As well as attracting returning Chinese - often called "sea turtles" for their penchant to travel across the sea and return home - the country is also acting as a magnet to foreign-born ethnic Chinese who never lived in the country.

Official figures are not released, but the phenomenon is widely discussed in the media.

Wendy Leung-Baumann, 36, a British-born Oxford University graduate, moved to China six years ago and runs a brand consultancy in Shanghai.

"In Europe, where I was before, everything is more or less stable and less exciting," she said.

For people such as Ms Leung-Baumann, for whom China is to an extent a foreign country, adapting is not always easy. Her language skills, for a start, were "very poor".

"It was difficult at the beginning. Everyone expected me to know certain rules and customs, but you can't," she said.

Life is easier now. The married mother of two is fluent in Chinese and familiar with the cultural norms.

Integrating properly does require commitment, said Chen Xin, a professor in the Chinese Academy of Social Sciences. If the main interest in moving to China is financial, the experience "may not be good for them".

"There are no obstacles in law or social custom in China to bring difficulties for them. The only question is if they're willing," he said.

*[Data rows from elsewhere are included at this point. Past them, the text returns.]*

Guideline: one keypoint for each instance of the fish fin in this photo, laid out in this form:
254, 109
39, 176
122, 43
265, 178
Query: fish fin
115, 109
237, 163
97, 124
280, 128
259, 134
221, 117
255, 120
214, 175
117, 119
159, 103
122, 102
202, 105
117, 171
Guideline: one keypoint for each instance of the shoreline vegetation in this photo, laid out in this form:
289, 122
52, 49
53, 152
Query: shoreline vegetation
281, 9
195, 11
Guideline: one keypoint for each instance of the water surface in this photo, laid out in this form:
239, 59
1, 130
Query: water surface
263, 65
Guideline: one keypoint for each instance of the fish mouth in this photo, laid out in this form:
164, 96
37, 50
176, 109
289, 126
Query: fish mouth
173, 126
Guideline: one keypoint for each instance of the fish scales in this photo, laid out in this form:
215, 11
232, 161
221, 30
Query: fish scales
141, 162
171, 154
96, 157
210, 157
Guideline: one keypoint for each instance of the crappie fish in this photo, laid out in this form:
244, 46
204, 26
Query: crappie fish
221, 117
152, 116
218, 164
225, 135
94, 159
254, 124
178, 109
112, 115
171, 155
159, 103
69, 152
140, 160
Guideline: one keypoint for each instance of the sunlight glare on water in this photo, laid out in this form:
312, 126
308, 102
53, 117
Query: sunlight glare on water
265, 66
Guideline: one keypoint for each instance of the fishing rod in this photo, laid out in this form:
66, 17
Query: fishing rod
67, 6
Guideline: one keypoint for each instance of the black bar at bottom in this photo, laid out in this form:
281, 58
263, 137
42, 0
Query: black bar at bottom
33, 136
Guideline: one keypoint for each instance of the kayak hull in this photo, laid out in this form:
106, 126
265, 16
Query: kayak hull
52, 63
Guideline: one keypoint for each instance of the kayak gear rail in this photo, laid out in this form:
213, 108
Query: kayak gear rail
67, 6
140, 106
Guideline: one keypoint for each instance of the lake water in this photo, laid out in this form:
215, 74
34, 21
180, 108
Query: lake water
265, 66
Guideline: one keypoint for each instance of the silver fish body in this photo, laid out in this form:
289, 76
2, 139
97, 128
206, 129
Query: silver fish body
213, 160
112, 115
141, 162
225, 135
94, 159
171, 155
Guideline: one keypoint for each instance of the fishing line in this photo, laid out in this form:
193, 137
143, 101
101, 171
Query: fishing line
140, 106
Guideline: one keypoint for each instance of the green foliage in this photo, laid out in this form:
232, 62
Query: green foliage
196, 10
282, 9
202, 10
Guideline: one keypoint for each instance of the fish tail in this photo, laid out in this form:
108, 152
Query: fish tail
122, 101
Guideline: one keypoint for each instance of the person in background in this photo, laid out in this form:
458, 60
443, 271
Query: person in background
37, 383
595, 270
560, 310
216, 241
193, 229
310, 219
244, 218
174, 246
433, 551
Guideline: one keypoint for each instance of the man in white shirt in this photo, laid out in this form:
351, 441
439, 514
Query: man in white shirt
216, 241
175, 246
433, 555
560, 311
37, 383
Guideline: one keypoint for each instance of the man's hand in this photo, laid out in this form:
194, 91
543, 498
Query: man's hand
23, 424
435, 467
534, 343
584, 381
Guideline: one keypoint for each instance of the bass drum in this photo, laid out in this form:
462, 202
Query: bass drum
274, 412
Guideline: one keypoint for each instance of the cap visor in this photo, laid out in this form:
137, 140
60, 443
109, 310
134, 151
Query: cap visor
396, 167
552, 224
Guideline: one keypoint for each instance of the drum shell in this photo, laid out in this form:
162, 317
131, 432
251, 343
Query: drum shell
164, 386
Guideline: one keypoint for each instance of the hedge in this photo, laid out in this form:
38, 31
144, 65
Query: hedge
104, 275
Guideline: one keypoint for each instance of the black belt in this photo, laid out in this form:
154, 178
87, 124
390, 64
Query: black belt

"If their parents are second or third generation [overseas], that's a little bit difficult because the language and culture is quickly westernised."

Even Chinese-born people can find it hard to fit in if they have been away a long time.

Patrick You, 47, a Shanghai-based freelance interpreter, returned to China in 2003 after 12 years in Canada working as a traditional Chinese medicine practitioner. While he found the transition relatively smooth, some friends did not.

"It's very difficult for people. Some have very high expectations. They want to come back, but the reality is changing so quickly," he said.

"Also, your overseas experience doesn't guarantee you a job. In the early 1990s, it was very easy for a person with overseas experience to get a job. Now, the Chinese companies are more experienced with international business practice. They're more demanding."

Even if someone has integrated into Chinese society on their return, Ms Li believes living abroad will have changed them.

It is no surprise then that when she married last month it was to someone who had also lived overseas. Her husband spent more than a decade in Japan.

"You're used to the way of living …and the way of thinking," she said. "I think I connect more easily with people who worked or lived overseas for some time."